兄、遮那王を平家の者に殺され、その仇討ちと源家の再興のために平家を討つことを決意する主人公、桜子。
今は亡き兄に成り代わって遮那王を名乗り、幼馴染みの喜三太と共に鞍馬の寺で修行の日々を送っていた。
そんなある日、吉次という商人が現れ、「奥州から二人をお迎えにあがりました」と告げられる。
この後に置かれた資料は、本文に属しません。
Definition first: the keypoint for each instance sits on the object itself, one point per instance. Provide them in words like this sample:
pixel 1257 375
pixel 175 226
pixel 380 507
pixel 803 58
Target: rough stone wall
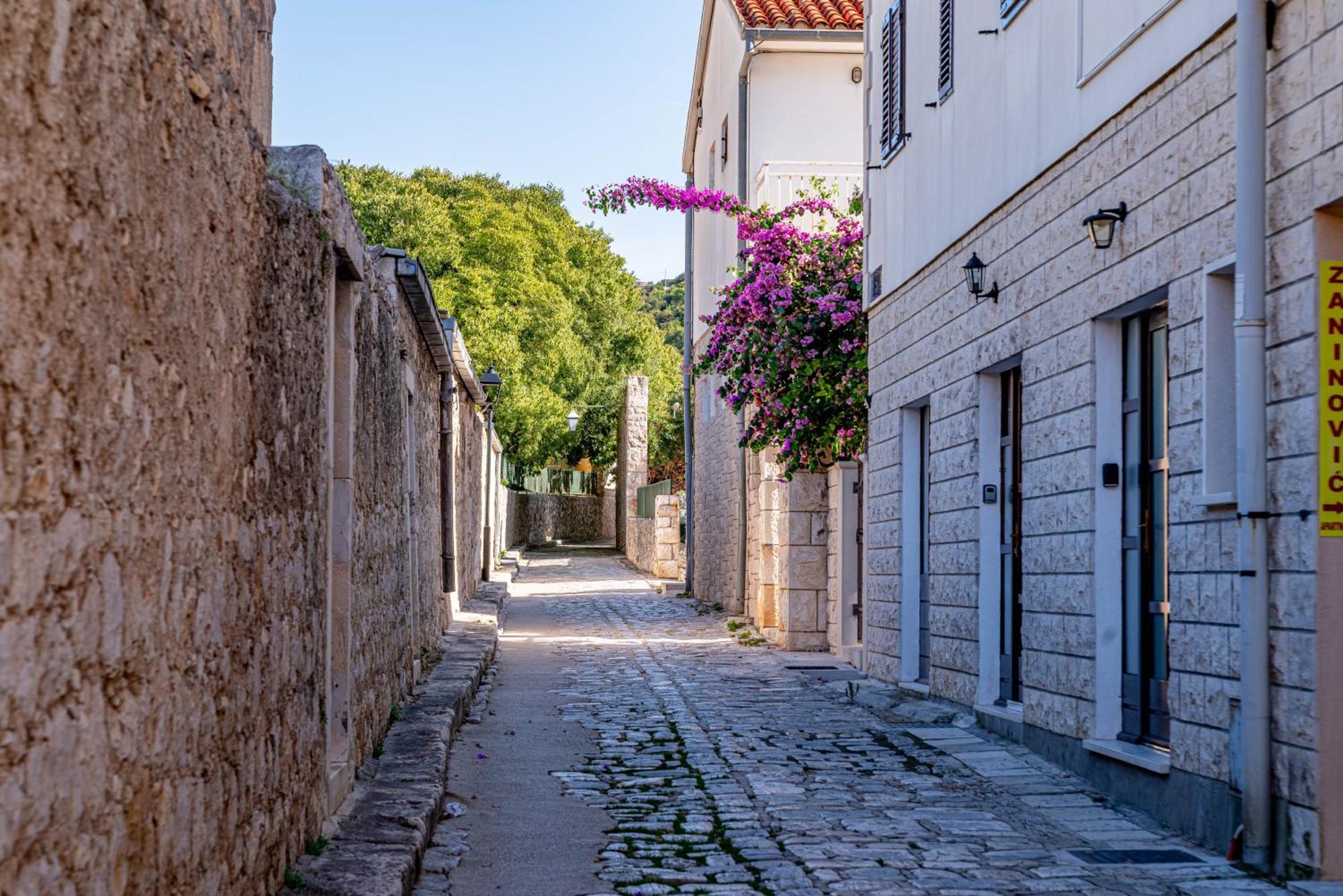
pixel 655 544
pixel 632 464
pixel 609 513
pixel 1172 156
pixel 531 518
pixel 469 493
pixel 160 519
pixel 715 498
pixel 165 466
pixel 397 604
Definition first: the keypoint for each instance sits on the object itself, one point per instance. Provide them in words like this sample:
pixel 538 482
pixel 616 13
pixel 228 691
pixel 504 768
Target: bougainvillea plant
pixel 789 338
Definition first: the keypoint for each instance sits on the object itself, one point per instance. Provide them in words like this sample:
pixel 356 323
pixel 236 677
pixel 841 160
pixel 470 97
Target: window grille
pixel 894 79
pixel 945 48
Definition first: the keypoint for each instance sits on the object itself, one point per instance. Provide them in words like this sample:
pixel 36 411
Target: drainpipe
pixel 447 475
pixel 488 560
pixel 743 77
pixel 1251 431
pixel 687 408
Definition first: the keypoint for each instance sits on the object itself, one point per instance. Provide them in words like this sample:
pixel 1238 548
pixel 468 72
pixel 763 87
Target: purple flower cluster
pixel 789 338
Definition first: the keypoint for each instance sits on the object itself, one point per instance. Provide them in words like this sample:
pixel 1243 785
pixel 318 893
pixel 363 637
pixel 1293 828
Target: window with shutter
pixel 945 48
pixel 894 79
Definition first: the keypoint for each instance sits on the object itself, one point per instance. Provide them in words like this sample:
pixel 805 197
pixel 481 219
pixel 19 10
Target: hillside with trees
pixel 539 295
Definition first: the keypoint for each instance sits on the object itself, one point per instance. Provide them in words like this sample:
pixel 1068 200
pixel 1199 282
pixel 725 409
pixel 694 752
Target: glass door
pixel 1146 715
pixel 1009 548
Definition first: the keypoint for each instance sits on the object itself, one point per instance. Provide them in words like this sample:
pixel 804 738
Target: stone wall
pixel 716 503
pixel 167 462
pixel 655 544
pixel 538 519
pixel 1170 156
pixel 469 494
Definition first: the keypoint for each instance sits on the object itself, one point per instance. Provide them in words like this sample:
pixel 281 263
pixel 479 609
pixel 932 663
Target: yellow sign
pixel 1332 399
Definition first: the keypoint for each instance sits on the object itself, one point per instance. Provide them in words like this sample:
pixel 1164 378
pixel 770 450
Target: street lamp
pixel 976 270
pixel 490 380
pixel 1101 226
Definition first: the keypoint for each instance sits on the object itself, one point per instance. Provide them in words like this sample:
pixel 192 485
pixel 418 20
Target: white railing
pixel 781 183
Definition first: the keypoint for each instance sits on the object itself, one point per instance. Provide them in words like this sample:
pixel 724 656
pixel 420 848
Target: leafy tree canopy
pixel 665 301
pixel 538 295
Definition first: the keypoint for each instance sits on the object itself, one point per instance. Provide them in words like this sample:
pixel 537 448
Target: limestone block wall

平家を討つためにも、このまま安穏と鞍馬に留まっているわけにはいかない――
主人公は鞍馬を離れ、藤原秀衡の待つ奥州平泉へ向かうことを決意する。
秀衡の治める平泉は、戦とは無縁の平和な土地だった。
その地で主人公は、奥州随一と謳われる佐藤継信が師範をつとめる道場で、剣の腕を磨いていた。
しかし、吉次がもたらした報せが平穏を打ち破る。
それは、兄・源頼朝が打倒平氏を掲げて挙兵したという報せだった。
今すぐにでも兄の元へ駆けつけたい。
しかし、今の自分が非力であることは身に染みていた。
今一度、京へ往こう。
平泉にまで名の届いた、鬼。
「五条の鬼」を家臣とするために――。